Air Force Office of Scientific Research funds Virginia Tech research into advanced materials

vtech-logoGiti Khodaparast, an associate professor in the Department of Physics in the College of Science at Virginia Tech, has been awarded $1,199,998 over three years by the U.S. Air Force Office of Scientific Research to probe “Nonlinear and Terahertz Studies of Electro-Optic and Magneto-Electric Materials.”

The multidisciplinary and multi-university project involves Shashank Priya, a professor of mechanical engineering in the College of Engineering, as well as the University of Colorado in Boulder, the University of Florida, and Texas A&M University.

The phenomena where a magnetic polarization is induced via an external electric field has been known for more than 100 years and studied for more than 50 years.

Research interest has been renewed because of the possibility of creating novel and high performance materials with potential applications for generating new optical frequencies in nonlinear processes.

In order to harness the full potential of the electro-optic and magneto-electric materials, extensive characterization techniques as well as theoretical approaches are required.
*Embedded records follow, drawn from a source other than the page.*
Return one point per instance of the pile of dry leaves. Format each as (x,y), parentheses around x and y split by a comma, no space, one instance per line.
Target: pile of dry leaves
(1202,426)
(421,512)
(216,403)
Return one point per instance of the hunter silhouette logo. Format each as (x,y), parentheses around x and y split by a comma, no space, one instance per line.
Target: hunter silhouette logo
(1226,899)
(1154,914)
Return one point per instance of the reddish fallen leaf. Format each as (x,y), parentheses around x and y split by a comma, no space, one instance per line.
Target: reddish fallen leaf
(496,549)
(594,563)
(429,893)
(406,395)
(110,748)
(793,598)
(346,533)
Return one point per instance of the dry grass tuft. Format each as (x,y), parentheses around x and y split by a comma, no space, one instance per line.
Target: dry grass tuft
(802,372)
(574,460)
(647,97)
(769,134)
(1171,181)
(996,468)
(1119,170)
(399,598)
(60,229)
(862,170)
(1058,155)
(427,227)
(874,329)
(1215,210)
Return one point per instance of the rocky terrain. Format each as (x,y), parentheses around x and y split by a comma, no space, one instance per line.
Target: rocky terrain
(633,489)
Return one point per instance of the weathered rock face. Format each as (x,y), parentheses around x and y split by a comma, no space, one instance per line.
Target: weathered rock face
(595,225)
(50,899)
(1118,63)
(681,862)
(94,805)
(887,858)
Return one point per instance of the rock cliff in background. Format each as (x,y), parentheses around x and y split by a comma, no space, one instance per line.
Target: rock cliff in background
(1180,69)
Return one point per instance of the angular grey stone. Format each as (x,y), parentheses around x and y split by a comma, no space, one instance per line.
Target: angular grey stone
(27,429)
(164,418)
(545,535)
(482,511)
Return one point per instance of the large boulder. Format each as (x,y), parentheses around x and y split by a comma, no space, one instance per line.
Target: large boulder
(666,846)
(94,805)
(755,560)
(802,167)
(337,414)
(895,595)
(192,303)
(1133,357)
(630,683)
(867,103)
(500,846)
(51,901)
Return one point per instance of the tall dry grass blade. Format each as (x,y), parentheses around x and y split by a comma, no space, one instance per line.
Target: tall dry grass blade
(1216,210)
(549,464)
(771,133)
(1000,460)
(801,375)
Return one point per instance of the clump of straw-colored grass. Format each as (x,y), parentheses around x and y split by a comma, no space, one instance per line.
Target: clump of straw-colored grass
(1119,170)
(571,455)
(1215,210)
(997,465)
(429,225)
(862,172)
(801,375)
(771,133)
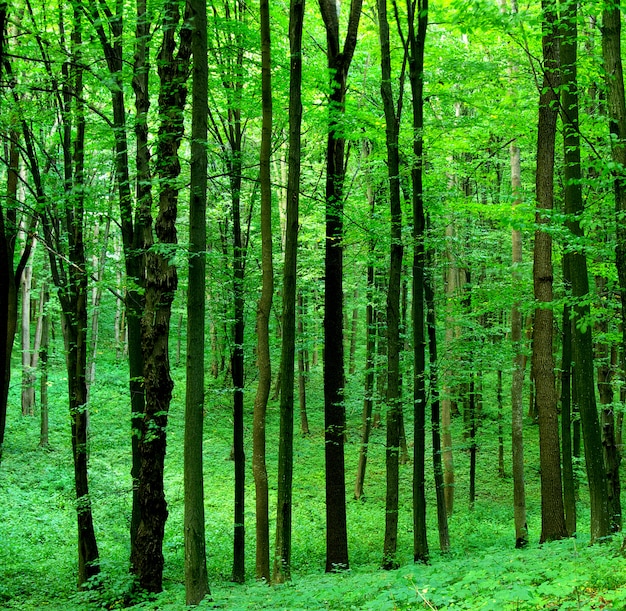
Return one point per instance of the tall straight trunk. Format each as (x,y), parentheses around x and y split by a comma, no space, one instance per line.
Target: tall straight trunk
(281,571)
(196,578)
(552,510)
(370,348)
(614,76)
(264,309)
(517,383)
(338,62)
(160,287)
(99,13)
(394,398)
(582,347)
(6,277)
(416,43)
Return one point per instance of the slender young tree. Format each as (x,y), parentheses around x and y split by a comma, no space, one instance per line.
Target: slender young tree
(63,227)
(264,307)
(281,571)
(98,13)
(582,346)
(416,41)
(394,395)
(196,578)
(338,60)
(552,510)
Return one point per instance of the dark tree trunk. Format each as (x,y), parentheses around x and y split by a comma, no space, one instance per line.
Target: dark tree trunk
(394,398)
(281,571)
(132,230)
(517,382)
(264,308)
(552,511)
(611,52)
(442,514)
(302,368)
(416,43)
(370,348)
(334,376)
(196,579)
(569,485)
(582,347)
(160,286)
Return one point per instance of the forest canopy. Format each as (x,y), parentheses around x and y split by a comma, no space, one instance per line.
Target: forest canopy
(342,285)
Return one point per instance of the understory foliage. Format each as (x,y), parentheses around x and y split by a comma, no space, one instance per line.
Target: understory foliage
(482,571)
(482,81)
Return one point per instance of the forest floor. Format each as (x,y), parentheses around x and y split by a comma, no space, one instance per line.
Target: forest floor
(483,570)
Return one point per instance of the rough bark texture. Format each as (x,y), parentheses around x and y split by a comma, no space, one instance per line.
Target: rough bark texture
(281,571)
(416,42)
(582,347)
(370,347)
(552,511)
(338,61)
(160,286)
(394,398)
(435,421)
(99,13)
(196,578)
(264,309)
(616,110)
(517,409)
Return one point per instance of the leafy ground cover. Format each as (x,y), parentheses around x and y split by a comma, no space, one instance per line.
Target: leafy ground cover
(484,571)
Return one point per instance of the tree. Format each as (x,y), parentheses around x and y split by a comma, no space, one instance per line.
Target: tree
(264,307)
(416,41)
(63,227)
(99,13)
(281,571)
(196,579)
(338,61)
(616,110)
(517,410)
(552,511)
(394,398)
(160,286)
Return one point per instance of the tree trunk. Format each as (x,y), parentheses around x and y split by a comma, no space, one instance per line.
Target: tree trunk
(517,383)
(196,578)
(394,398)
(616,106)
(416,43)
(302,369)
(552,511)
(370,348)
(44,439)
(281,571)
(131,229)
(442,515)
(338,61)
(160,286)
(264,309)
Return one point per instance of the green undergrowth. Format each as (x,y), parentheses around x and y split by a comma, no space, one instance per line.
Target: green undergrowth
(483,570)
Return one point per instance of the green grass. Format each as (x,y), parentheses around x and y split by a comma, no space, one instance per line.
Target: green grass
(483,571)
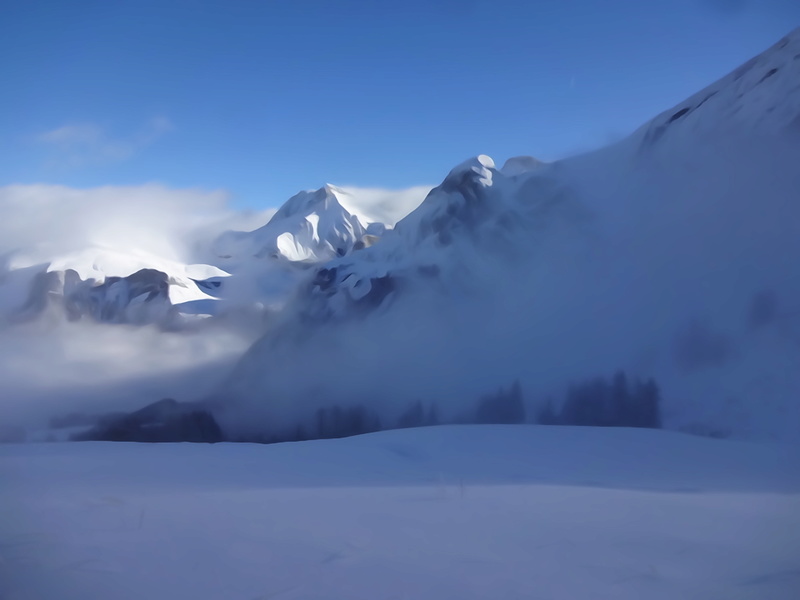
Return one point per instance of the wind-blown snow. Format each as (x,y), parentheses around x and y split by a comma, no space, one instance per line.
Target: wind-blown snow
(654,255)
(439,513)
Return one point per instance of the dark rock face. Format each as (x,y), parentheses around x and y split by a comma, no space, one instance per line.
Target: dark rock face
(162,421)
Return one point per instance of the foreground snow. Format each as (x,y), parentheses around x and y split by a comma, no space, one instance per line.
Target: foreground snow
(445,512)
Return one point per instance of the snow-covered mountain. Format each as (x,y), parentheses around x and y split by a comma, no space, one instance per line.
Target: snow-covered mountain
(670,254)
(118,284)
(107,285)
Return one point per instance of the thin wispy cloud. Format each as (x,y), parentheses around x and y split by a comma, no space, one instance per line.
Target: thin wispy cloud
(83,144)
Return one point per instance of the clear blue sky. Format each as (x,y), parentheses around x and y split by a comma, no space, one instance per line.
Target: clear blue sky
(267,98)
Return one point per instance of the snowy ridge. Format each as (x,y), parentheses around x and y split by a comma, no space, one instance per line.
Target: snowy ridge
(762,95)
(114,286)
(552,273)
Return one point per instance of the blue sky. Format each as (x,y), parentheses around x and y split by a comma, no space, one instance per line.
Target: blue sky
(266,98)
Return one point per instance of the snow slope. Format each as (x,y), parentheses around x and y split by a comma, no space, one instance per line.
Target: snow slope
(439,513)
(106,284)
(670,254)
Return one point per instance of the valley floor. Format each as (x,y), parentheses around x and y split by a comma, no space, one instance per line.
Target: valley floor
(459,512)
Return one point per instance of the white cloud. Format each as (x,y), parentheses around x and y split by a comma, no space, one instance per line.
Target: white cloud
(81,144)
(46,220)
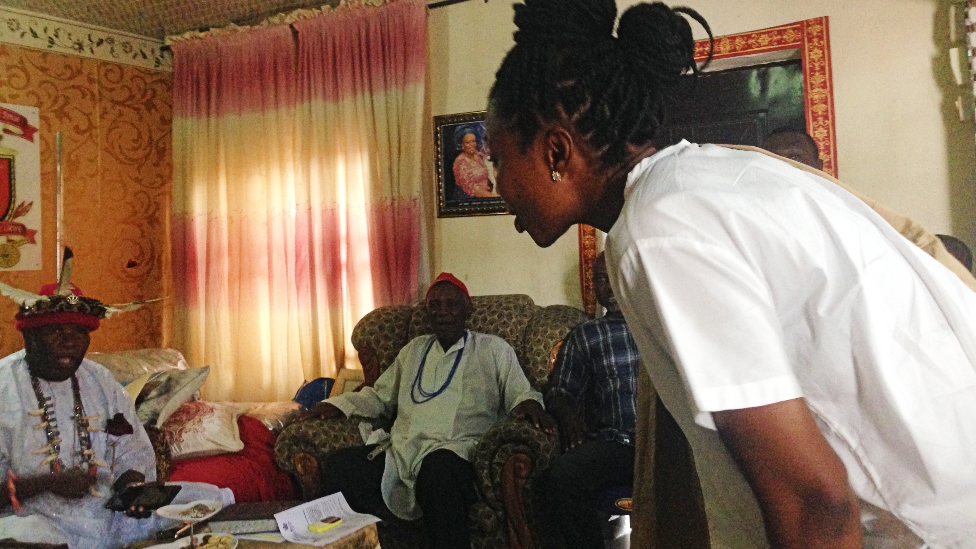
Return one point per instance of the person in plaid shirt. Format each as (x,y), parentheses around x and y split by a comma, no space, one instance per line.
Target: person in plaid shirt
(593,396)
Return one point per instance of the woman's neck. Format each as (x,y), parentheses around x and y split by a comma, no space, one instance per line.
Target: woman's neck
(608,208)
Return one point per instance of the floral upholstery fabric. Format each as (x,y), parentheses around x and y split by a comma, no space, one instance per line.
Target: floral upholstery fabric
(317,437)
(531,330)
(384,331)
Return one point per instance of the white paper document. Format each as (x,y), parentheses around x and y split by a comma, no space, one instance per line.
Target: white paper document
(294,522)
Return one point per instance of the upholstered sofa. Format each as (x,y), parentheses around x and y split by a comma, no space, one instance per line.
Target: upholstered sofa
(508,456)
(204,441)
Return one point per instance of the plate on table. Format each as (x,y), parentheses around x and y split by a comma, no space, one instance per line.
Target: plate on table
(203,541)
(195,511)
(214,541)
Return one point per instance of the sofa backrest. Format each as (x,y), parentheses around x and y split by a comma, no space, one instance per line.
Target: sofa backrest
(530,329)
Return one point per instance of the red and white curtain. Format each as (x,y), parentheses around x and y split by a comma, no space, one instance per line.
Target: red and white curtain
(296,191)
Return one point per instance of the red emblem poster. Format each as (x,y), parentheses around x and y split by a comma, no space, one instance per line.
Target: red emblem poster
(20,189)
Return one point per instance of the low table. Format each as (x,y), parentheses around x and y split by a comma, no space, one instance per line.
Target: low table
(365,538)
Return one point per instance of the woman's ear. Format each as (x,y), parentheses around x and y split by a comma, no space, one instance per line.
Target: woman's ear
(559,148)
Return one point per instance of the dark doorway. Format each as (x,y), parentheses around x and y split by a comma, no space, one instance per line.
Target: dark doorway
(738,106)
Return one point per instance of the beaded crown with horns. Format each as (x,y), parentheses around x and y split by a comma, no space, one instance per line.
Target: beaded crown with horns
(62,303)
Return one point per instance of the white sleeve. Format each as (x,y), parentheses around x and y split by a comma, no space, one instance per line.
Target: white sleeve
(514,386)
(716,315)
(133,451)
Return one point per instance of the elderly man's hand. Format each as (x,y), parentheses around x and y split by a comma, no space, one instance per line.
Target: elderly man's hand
(532,411)
(125,479)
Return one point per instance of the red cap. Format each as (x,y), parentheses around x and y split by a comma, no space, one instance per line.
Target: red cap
(448,277)
(60,310)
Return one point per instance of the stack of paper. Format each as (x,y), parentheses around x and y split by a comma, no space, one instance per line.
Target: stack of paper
(294,522)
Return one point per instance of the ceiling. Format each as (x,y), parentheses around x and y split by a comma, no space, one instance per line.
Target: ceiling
(160,18)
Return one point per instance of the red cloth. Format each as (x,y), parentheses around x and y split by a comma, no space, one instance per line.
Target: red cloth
(251,473)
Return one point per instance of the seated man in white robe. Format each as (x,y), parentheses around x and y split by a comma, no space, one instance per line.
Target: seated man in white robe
(59,463)
(446,390)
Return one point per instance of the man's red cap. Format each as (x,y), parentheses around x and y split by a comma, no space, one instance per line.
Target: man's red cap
(448,277)
(61,310)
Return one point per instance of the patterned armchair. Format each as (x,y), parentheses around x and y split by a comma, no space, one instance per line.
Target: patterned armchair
(508,456)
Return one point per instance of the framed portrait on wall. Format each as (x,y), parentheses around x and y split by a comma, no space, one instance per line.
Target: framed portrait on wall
(465,176)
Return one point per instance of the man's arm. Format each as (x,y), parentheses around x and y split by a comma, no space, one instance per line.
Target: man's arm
(569,382)
(801,484)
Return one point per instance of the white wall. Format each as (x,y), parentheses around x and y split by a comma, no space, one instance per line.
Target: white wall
(467,44)
(899,139)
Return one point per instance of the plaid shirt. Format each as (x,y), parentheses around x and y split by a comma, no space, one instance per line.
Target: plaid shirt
(597,369)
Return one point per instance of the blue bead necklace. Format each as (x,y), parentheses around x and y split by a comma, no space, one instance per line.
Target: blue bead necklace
(426,396)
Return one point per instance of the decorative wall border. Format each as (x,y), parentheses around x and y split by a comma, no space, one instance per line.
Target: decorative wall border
(812,38)
(46,33)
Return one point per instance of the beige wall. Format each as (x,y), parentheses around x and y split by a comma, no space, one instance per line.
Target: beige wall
(899,139)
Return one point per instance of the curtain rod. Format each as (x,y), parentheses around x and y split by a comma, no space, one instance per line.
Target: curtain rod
(445,3)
The ability to control light in different scenarios has a variety of applications, such as creating all-optical computers that theoretically could be faster and more efficient than electronic devices.

“This work is important because experimental and theoretical efforts can be pursued simultaneously toward developing multifunctional devices for our fast-paced, technological world,” said Khodaparast, who is affiliated with the Institute for Critical Technology and Applied Science at Virginia Tech.

The research will focus on specific material compositions and composite architectures that demonstrate the possibility of providing giant optical nonlinear conversion.

Khodaparast is the recipient of the Air Force Office of Scientific Research Young Investigator Award as well as the National Science Foundation Career award.

She joined Virginia Tech in 2004 and received her Ph.D. in physics at the University of Oklahoma.

Dedicated to its motto, Ut Prosim (That I May Serve), Virginia Tech takes a hands-on, engaging approach to education, preparing scholars to be leaders in their fields and communities. As the commonwealth’s most comprehensive university and its leading research institution, Virginia Tech offers 225 undergraduate and graduate degree programs to more than 31,000 students and manages a research portfolio of $496 million. The university fulfills its land-grant mission of transforming knowledge to practice through technological leadership and by fueling economic growth and job creation locally, regionally, and across Virginia.